Embun beku terutama terjadi pada saat angin timur atau timur laut bertiup dari Benua Eropa bagian dalam. Bahkan, karena Amsterdam dikelilingi di tiga sisi oleh perairan yang besar, serta memiliki efek pulau bahang yang signifikan, suhu malam hari jarang jatuh di bawah -5 °C, sementara itu suhu malam hari bisa dengan mudah mencapai −12 °C di Hilversum, 25 kilometer ke tenggara.

Di Amsterdam (tidak disebutkan tahunnya), hidup seorang lelaki paruh baya bersama seorang anaknya yang juga seorang laki-laki berumur 11 tahun. Keduanya beragama Islam, dan sang ayah adalah seorang imam masjid.

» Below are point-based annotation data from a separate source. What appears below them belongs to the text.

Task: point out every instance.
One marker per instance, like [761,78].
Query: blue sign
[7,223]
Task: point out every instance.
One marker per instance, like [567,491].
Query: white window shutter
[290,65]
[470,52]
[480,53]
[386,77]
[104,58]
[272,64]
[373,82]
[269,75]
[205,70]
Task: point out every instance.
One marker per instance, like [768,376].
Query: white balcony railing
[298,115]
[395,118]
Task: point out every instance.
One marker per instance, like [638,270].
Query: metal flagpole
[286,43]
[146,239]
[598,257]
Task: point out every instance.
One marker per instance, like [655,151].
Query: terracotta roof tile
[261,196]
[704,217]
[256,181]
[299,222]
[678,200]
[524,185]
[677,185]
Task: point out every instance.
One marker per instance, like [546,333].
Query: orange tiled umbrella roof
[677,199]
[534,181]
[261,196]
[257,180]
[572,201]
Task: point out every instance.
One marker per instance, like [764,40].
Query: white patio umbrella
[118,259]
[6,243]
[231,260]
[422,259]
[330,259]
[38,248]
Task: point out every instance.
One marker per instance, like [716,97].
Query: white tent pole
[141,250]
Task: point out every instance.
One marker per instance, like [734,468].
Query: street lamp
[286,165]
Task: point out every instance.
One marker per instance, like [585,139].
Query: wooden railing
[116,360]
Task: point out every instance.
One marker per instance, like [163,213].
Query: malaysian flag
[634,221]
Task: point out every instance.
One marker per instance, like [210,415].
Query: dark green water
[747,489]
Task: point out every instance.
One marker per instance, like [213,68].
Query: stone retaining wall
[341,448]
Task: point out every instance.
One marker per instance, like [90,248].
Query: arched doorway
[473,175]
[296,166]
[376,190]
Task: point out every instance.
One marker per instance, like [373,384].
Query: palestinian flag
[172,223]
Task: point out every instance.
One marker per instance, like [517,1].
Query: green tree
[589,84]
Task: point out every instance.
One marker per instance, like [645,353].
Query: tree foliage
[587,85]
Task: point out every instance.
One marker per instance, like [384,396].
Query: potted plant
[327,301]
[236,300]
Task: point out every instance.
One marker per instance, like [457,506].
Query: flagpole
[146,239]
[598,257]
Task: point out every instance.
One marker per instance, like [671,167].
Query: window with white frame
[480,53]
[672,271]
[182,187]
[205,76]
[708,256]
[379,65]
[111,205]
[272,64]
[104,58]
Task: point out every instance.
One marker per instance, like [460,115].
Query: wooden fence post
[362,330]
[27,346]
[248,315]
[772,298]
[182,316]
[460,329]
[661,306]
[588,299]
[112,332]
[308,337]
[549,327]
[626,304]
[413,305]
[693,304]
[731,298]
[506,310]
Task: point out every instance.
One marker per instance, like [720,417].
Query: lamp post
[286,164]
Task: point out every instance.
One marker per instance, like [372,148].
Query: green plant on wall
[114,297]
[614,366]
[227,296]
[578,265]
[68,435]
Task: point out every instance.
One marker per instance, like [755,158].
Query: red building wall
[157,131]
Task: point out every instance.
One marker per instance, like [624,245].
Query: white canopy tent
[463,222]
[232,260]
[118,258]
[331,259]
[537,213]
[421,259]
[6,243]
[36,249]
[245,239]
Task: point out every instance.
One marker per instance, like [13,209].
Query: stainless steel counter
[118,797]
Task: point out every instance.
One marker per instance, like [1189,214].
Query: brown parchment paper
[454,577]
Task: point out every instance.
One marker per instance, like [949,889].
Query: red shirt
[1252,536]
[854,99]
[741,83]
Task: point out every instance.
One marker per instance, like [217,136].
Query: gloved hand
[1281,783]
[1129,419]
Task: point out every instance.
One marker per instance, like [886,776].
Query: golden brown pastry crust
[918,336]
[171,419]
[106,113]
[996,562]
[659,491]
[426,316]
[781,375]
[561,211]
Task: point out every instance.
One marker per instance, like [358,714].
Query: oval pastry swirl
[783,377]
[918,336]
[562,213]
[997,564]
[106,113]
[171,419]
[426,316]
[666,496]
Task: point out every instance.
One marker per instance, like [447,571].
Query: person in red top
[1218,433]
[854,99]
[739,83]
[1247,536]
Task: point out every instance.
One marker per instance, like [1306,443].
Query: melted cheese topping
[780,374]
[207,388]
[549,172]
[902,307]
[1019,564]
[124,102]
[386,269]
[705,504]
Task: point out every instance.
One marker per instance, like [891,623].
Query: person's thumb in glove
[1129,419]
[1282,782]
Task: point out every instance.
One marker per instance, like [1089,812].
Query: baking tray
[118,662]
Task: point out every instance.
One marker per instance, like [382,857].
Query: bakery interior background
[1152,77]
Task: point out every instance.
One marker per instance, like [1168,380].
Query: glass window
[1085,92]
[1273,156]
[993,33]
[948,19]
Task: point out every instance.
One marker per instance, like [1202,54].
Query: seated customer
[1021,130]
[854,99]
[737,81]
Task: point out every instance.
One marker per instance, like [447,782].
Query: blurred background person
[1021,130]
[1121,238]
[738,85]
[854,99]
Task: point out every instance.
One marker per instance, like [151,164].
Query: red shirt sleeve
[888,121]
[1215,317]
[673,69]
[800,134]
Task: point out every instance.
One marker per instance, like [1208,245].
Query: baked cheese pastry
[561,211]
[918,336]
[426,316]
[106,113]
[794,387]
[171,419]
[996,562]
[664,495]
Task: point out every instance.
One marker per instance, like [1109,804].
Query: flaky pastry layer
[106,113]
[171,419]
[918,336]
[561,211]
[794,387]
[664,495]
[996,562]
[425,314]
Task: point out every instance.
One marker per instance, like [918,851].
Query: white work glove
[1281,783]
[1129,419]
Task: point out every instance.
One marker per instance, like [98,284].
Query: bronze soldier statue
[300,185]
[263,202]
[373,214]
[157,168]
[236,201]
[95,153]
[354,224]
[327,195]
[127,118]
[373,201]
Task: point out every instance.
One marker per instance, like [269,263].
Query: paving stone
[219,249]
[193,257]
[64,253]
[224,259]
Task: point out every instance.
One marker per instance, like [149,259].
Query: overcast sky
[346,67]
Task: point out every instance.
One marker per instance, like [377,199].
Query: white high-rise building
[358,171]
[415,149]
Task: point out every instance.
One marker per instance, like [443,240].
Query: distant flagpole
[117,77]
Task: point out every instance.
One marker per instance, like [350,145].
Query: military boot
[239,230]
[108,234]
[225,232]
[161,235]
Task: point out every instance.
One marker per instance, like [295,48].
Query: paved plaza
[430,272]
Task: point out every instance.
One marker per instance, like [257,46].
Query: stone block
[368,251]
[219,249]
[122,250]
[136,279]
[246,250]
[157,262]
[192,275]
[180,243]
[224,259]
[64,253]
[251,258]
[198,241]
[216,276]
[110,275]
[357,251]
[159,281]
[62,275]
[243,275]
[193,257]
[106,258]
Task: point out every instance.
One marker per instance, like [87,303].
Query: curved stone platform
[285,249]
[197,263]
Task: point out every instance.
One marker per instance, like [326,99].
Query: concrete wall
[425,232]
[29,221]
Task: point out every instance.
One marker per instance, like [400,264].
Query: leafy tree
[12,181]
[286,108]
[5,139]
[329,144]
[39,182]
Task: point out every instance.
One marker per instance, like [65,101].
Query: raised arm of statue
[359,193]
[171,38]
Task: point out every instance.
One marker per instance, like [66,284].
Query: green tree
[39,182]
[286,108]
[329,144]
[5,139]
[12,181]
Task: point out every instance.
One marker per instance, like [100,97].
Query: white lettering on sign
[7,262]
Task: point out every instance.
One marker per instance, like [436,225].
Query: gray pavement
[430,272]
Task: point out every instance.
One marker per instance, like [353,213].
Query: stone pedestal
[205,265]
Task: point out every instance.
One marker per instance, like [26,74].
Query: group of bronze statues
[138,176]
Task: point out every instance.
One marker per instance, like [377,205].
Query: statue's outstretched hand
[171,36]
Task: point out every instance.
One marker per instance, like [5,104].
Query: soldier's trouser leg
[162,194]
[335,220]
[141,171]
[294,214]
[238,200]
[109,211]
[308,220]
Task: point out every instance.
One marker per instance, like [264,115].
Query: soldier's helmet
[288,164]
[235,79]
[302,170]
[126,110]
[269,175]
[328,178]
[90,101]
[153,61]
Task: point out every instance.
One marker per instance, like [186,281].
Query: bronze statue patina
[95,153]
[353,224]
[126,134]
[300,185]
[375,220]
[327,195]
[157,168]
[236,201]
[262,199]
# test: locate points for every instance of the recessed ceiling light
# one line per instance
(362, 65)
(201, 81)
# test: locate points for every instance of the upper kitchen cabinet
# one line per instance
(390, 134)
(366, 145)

Setiap selesai shalat Jum'at setiap pekannya, sang ayah dan anak mempunyai jadwal membagi-bagikan buku–buku Islam, di antaranya buku Ath-Thoriq Ilal Jannah (Jalan Menuju Surga). Mereka membagi-bagikannya di daerah mereka, di pinggiran Kota Amsterdam.

Suatu hari, ketika kota tersebut diguyur hujan yang sangat lebat dengan suhu yang sangat dingin, sang anak mempersiapkan dirinya dengan memakai beberapa lapis pakaian demi mengurangi rasa dingin.

Setelah selesai mempersiapkan diri, ia berkata kepada ayahnya, “Wahai ayahku, aku telah siap.”

“Siap untuk apa?” tanya ayahnya.

“Untuk membagikan buku (seperti biasanya),” jawan sang anak.

“Suhu sangat dingin di luar sana, belum lagi hujan lebat yang mengguyur,” kata ayahnya.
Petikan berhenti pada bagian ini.